Un collègue, rédacteur en chef d’un média très lu qui s’est concentré sur Gaza pendant les deux années du génocide, a récemment exprimé sa frustration quant au fait que Gaza ne soit plus au centre de l’actualité.
Il n’avait guère besoin de le dire. Il est évident que Gaza a déjà été reléguée à la marge de l’actualité, non seulement par les grands médias occidentaux, connus depuis longtemps pour leur partialité structurelle en faveur d’Israël, mais aussi par des médias souvent décrits, à tort ou à raison, comme « pro-palestiniens ».
(...) Au-delà du bilan quotidien des morts, il y a une dévastation d’une ampleur qui défie le sens. Plus de 71 000 Palestiniens ont été tués depuis octobre 2023, des quartiers entiers ont été rayés de la carte, les infrastructures pulvérisées et la vie civile rendue presque impossible.
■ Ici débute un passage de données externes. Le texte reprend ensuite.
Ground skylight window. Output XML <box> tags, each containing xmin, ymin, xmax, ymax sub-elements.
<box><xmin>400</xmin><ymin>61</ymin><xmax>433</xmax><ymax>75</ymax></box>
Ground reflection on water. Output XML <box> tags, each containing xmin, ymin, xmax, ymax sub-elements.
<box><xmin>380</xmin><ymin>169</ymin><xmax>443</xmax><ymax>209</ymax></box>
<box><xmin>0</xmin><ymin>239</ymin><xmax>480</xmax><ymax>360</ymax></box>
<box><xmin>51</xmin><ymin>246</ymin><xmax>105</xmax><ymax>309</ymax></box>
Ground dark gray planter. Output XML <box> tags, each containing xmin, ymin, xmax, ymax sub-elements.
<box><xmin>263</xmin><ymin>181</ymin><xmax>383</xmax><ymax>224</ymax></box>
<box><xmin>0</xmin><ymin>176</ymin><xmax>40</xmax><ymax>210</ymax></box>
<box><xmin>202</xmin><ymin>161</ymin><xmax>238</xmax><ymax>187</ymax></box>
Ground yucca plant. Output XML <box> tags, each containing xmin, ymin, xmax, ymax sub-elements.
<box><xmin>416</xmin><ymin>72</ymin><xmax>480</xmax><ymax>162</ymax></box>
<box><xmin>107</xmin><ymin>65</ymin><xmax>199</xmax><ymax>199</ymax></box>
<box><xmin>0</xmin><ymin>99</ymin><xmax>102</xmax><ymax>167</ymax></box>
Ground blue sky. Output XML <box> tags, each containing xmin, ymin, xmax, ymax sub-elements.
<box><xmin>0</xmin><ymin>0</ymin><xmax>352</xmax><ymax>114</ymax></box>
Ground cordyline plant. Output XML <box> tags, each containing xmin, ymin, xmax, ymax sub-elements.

Pour saisir l’ampleur de la crise à Gaza, il faut affronter une réalité brutale : plus d’un million de personnes sont toujours déplacées, vivant dans des tentes et des abris de fortune qui s’effondrent sous les tempêtes hivernales, les inondations ou les vents violents.
Des nourrissons sont morts de froid. Des familles sont ballottées d’un refuge temporaire à l’autre, prises au piège dans un cycle d’exposition et de peur.
Sous les ruines de Gaza gisent des milliers de corps encore ensevelis sous les décombres, inaccessibles en raison de la destruction par Israël des engins lourds, des routes et des services d’urgence. On estime que des milliers d’autres sont enterrés dans des fosses communes en attendant d’être exhumés et enterrés dignement.
Pendant ce temps, des centaines de corps restent éparpillés dans les zones situées à l’est de la soi-disant ligne jaune, une frontière censée séparer les zones militaires des « zones de sécurité » palestiniennes. Israël n’a jamais respecté cette ligne. Elle était fictive dès le départ, utilisée pour donner l’impression d’une certaine retenue alors que la violence continuait partout.
Du point de vue d’Israël, la guerre n’a jamais vraiment cessé. (...)
Les tueries ont simplement ralent (...)
Aujourd’hui, plus de deux millions de Palestiniens sont confinés sur environ 45 % des 365 kilomètres carrés déjà minuscules de Gaza, avec seulement quelques miettes d’aide qui entrent, aucun accès fiable à l’eau potable et un système de santé qui fonctionne à peine.
L’économie de Gaza est pratiquement anéantie. Même les pêcheurs sont soit totalement bloqués en mer, soit limités à moins d’un kilomètre au large, transformant un moyen de subsistance vieux de plusieurs siècles en un risque quotidien de mort.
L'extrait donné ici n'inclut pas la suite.